Anxiety and doubt are a fact of life for traders, money managers and ordinary investors, says Denise Shull, an expert in market psychology. "This is the curse of having an ongoing relationship to something as uncertain as the markets," she writes in her new book, Market Mind Games, an effective effort to debunk the long-espoused notion that emotion and successful investing are not compatible.

It isn't emotion that's the problem, she argues, but the failure to analyze its sources and to use that knowledge to guide market actions.

Ms. Shull, who specializes in neuro-economics, is a former Chicago options trader who never could get her head around the dictum that feelings and intuition have no place in the numbers-driven world of modern trading. People entrusted with other people's money, she was told, must stick to their rational strategies and avoid letting their emotions and biases cloud their judgment.

That's a big mistake, because it's simply not possible for market players – or anyone else – to purge emotion from decision-making, Ms. Shull says by phone from New York, where her risk consulting firm, ReThink Group, is based. "In reality, they can't. We should be treating emotion as another source of information and data. But we don't. We should be doing it in an organized way. If we did that, we'd not only be able to manage our risk much better but would also ultimately be able to come up with more viable [trading and investing]strategies."

In one of her training sessions for new hires at a major U.S. bank, she explained the latest research that has affirmed the crucial role of emotions in all decisions. A couple of the newbies fresh out of schools like MIT graded her talk a zero on a scale of one to five.

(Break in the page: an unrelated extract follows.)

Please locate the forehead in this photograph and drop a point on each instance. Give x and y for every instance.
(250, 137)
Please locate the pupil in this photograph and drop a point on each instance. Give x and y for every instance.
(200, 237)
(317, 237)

Why? "I basically told them that all that money they just spent on their quantitative degree wasn't the answer."

The quants and their complex computer models may not want to hear it, but the markets remain essentially social games played by a vast number of individuals, most of whom bounce somewhere between the fear of losing money and the fear of missing out on a profitable opportunity. "But they don't know it and they're trying purposely to set that fear aside. They ultimately lose that war, because logically and evolutionarily, at least, that fear is actually trying to protect you."

Trading formulas and market theories, such as the formerly revered efficient-market hypothesis, that fail to account for human emotions can't possibly produce an accurate picture of the markets.

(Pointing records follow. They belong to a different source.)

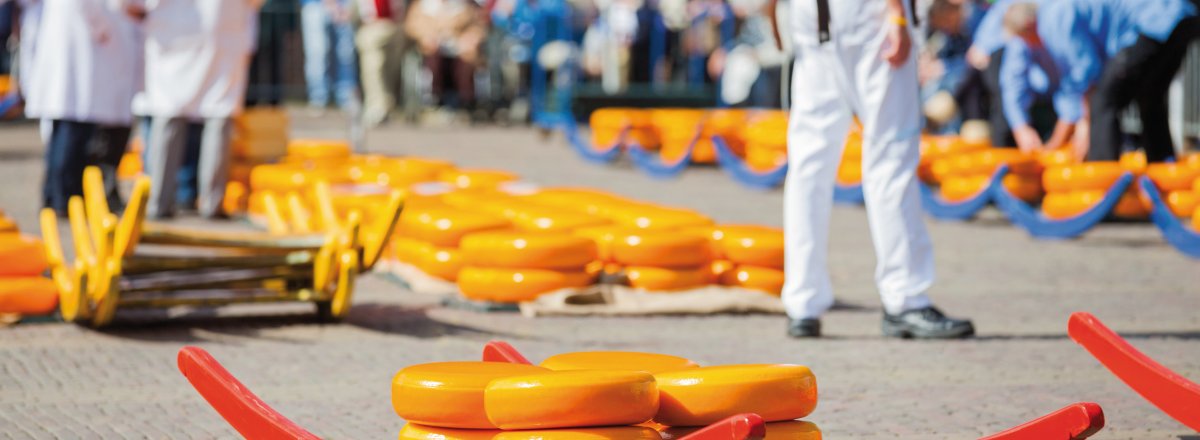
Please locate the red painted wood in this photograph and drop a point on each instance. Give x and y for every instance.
(245, 411)
(503, 351)
(741, 427)
(1173, 393)
(1073, 422)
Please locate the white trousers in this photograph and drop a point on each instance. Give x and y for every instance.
(832, 82)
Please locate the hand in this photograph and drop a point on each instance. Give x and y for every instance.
(1027, 139)
(977, 59)
(898, 46)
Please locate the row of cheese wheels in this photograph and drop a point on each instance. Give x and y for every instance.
(792, 429)
(24, 290)
(598, 390)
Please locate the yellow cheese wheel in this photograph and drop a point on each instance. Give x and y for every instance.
(565, 399)
(477, 179)
(450, 395)
(703, 396)
(648, 362)
(22, 255)
(1084, 176)
(1173, 176)
(661, 248)
(1182, 203)
(667, 278)
(444, 225)
(754, 277)
(1069, 204)
(517, 284)
(604, 237)
(1024, 187)
(28, 295)
(658, 218)
(420, 432)
(528, 249)
(606, 433)
(441, 261)
(751, 245)
(958, 188)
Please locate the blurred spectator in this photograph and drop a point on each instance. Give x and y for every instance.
(275, 20)
(197, 62)
(1107, 53)
(87, 73)
(382, 43)
(330, 65)
(448, 34)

To be consistently successful, investors have to be able to make social predictions, Ms. Shull says. In other words, get into the heads of other people and figure out what they are most likely to do.

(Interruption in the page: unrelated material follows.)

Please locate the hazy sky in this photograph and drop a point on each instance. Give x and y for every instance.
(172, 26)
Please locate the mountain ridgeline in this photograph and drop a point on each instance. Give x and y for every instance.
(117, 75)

"It's not as hard as it sounds," she says with a laugh. "We all are doing social prediction all the time, just to get through the day. We're just not conscious of it." It's what keeps us, for example, from bumping into others on the street. "Our brains are built to do social predictions. But no one has ever said: 'Hey, we should use this natural inborn trait to help us make market decisions.'"

In essence, "all you really care about is that someone down road will consider that stock worth more or less than you do now," she says. People who think of the market in those terms will be better at predicting what's likely to happen and therefore make better choices.

One client, who manages more than $1-billion (U.S.) of other people's money, told her that what helped him most was to remember that he is trading against other traders and their perceptions.

The average investor "doesn't have to know what my client is doing next. You just have to think about the other people like you who are investing."

That could help people avoid getting caught up in that most dangerous of emotions: the fear of missing out on the party. Research has shown that people worry more about FOMO than losing money. Which explains the frenzied demand for certain stocks with a sexy story (Is that Mark Zuckerberg listening at the keyhole?), driving them to levels not justified by either their prospects or track record.

The stock market is much less a numbers game than it seems to those who ignore its important social context – namely, what other people are going to value. "At the end of day, everybody can ask themselves: If I buy Apple today, is my neighbour down the street going to pay more for it in two years?"